No obstante, los medios de difusión e incluso algunos críticos, por incomprensible que parezca, prefirieron concentrarse en su larga, compulsiva y poco afortunada cadena de matrimonios, comentados con una saña que, desde luego, no conoce parangón en ninguno de los abundantes casos masculinos similares. También fue maltratada por su relación compulsiva con la comida (pasión que compartía, claramente, con su par Brando), el alcohol, las drogas legales e ilegales, los gastos extravagantes y su peculiar afición por las joyas. Pocos supieron ver, detrás de todos estos comportamientos, una voracidad indomable, la misma que animaba el fuego de cada uno de sus personajes y de una carrera monumental. ¿Quién otra, en realidad, podría haberse sentado en el sillón de la excesiva Cleopatra de Mankiewicz?

Menos reconocido aún es el valor simbólico que desplegó a partir de su compromiso público. En 1984 organiza y conduce una gala con el propósito de recaudar fondos para una ONG de Los Angeles dedicada a combatir una “enfermedad nueva”. Esta práctica, que hoy las celebrities han convertido en otra forma de la banalidad, tuvo en ese momento un signo político específico: hacía un año apenas que Robert Gallo había propuesto la hipótesis del VIH como vector de la epidemia con casos reportados en 33 países, en un escenario donde el gobierno de Ronald Reagan se empeñaba en hacer oídos sordos y criminales por considerarla “un problema de desviados” (recién en 1987 el tejano habría de incluirla en un discurso público) y la población no parecía muy interesada en escuchar hablar “de esas asquerosidades”. Pero Elizabeth fue más allá.
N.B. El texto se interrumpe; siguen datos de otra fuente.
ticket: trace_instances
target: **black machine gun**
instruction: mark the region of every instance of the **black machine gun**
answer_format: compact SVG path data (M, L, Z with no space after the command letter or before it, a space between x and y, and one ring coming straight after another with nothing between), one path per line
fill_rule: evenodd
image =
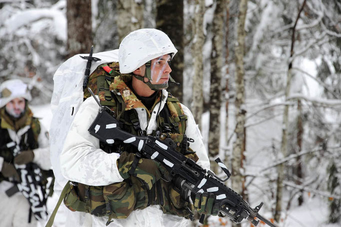
M93 95L90 89L89 91ZM236 223L246 219L257 226L261 220L270 227L276 227L258 214L262 203L252 208L240 195L223 184L230 174L220 159L216 161L228 175L228 178L224 181L212 171L204 169L192 159L177 152L175 150L176 145L170 139L161 141L153 136L136 136L124 131L120 128L118 121L114 117L114 113L102 107L93 96L102 109L88 129L91 135L110 145L117 140L136 147L141 157L154 160L162 165L170 173L173 182L174 179L180 181L182 189L190 191L192 196L195 197L198 192L214 193L220 213ZM190 197L188 196L186 198L188 202L192 200Z
M12 150L14 156L20 152L19 146L13 141L6 144L4 148L0 147L0 150L5 148ZM46 187L42 183L43 176L40 168L32 162L25 165L14 164L14 167L19 175L20 181L18 182L12 177L10 178L8 180L14 185L5 193L10 197L20 192L27 199L30 206L28 223L30 223L31 212L38 221L46 220L46 202L48 193L46 190L48 186Z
En el mismo momento en que Linda Evans hacía saber a los periódicos sensacionalistas que estaba aterrorizada por haber compartido escenas románticas (besos, apenas) con Rock Hudson en Dinastía, fomentando la estigmatización y el aislamiento, Taylor no dudó en aparecer de la mano del galán dorado de los ’50. Un año después de su muerte, allí estaba ante el Congreso de Estados Unidos, apoyando una ley que pedía más recursos para la salud pública en las áreas más afectadas por la epidemia.

Posiblemente hoy parezcan gestos menores, parte del común cinismo del mundo del espectáculo. Sin embargo, en un momento en que el mundo parecía poco interesado en reconocer el derecho a una vida digna para cualquiera que se desviara de la norma, e incluso los medios hablaban con inocultable satisfacción de la “peste rosa”, mientras que los pacientes morían recluidos, ocultos, avergonzados, en silencio, Elizabeth Taylor no vaciló en hacer uso y abuso de la banal máquina del estrellato para alcanzar un grado de visibilidad que difícilmente se hubiera logrado de otra manera. Del mismo modo, en 2003 se negó a asistir a la entrega de los Oscar, a modo de protesta contra la guerra de Irak, al tiempo que declaraba: “No creo que el presidente Bush esté haciendo nada por combatir el sida. Es más: no estoy segura de que sepa cómo se escribe sida”. Fue una sobreviviente, que se agotó a los 79 años.